A 24 year old woman presents to ED with a 12 hour history of shortness of breath and left sided pleuritic chest pain. She has no significant past medical history and is on no regular medications. Her vital signs are normal.
- Describe and interpret her chest X-Ray
- What treatment is required ?
- What follow up management and advice is needed ?
Reveal the ICE answer
The CXR shows a large left sided pneumothorax. The rim of lung is visible about 3cm from the chest wall at the lung apex and 2cm from the mid/upper zone laterally. There is no obvious underlying lung abnormality or chest wall trauma, and no displacement of midline structures that can indicate tension. Estimating pneumothorax size is well known to be difficult, with only broad estimates generally possible unless volume is formally measured with a CT scan (and this isn’t usually needed). As a rule, if the lung rim is only visible at the apex it is small (< 2 cm), if visible and larger than this it is large or complete.

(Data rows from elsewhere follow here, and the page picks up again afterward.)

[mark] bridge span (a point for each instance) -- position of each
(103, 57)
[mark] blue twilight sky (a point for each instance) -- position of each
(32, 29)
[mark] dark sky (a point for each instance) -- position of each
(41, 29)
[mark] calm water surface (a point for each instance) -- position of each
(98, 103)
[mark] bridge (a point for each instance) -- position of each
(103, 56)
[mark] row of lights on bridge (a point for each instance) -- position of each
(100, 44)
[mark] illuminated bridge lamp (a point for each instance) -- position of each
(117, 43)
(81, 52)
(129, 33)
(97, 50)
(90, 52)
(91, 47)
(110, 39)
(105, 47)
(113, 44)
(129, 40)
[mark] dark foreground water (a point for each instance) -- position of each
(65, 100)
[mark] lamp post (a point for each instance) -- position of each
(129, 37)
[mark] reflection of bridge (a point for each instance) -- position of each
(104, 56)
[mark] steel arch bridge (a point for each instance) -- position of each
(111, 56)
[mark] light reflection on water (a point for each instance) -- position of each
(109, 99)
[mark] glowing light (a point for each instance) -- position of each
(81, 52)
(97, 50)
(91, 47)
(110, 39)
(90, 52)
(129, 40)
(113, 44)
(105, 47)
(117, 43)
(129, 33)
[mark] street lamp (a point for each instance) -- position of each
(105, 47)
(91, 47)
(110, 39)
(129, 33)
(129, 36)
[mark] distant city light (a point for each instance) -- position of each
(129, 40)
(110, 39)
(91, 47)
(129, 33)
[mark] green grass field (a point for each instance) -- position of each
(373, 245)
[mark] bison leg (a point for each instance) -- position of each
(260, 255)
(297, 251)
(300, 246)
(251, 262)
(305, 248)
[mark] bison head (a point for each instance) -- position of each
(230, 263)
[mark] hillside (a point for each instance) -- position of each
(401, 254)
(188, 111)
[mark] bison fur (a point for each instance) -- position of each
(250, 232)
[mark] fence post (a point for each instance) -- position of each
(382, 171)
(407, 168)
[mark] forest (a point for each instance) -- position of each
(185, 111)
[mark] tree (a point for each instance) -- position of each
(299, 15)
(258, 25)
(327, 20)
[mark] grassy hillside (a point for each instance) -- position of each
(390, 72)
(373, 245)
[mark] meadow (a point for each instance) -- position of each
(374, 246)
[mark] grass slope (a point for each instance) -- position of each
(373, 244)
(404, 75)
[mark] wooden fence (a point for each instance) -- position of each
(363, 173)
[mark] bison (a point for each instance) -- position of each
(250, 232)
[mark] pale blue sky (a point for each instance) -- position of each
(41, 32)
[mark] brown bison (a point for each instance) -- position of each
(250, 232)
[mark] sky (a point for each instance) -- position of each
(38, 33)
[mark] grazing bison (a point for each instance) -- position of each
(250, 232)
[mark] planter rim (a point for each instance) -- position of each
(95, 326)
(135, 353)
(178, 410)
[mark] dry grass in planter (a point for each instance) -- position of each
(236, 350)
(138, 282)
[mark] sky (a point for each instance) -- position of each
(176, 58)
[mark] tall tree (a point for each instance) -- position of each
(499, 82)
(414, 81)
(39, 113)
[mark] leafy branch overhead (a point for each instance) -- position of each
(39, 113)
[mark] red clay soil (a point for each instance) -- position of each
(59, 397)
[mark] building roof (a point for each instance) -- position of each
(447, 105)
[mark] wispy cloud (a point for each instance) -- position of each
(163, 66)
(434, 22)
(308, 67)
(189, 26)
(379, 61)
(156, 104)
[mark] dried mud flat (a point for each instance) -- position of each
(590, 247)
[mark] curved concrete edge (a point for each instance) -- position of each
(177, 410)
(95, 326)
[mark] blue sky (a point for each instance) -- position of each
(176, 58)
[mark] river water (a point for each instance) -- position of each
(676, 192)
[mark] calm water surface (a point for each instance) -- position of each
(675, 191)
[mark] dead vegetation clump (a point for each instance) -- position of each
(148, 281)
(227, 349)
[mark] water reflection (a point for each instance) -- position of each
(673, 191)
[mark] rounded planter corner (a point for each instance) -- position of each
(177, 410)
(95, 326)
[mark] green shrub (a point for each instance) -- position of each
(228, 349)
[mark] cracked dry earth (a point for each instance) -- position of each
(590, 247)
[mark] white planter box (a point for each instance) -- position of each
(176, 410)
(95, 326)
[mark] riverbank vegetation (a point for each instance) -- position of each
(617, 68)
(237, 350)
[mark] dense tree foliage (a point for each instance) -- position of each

The most appropriate management for spontaneous pneumothoraces of this size (and indeed of any size) is an area that generates substantial debate. Opinions will range from just observe and await spontaneous resolution at one extreme to insertion of a large bore intercostal catheter connected to underwater seal drainage at the other extreme. Unfortunately the evidence on which to base treatment for spontaneous pneumothorax is weak. What is clear is that needle aspiration and small intercostal catheters can be effective and the only absolute indications for drainage are significant underlying lung disease or respiratory compromise.
A follow up CXR (timed to document expected complete re-inflation) is useful. Consider issues like flying, diving and advice re smoking cessation.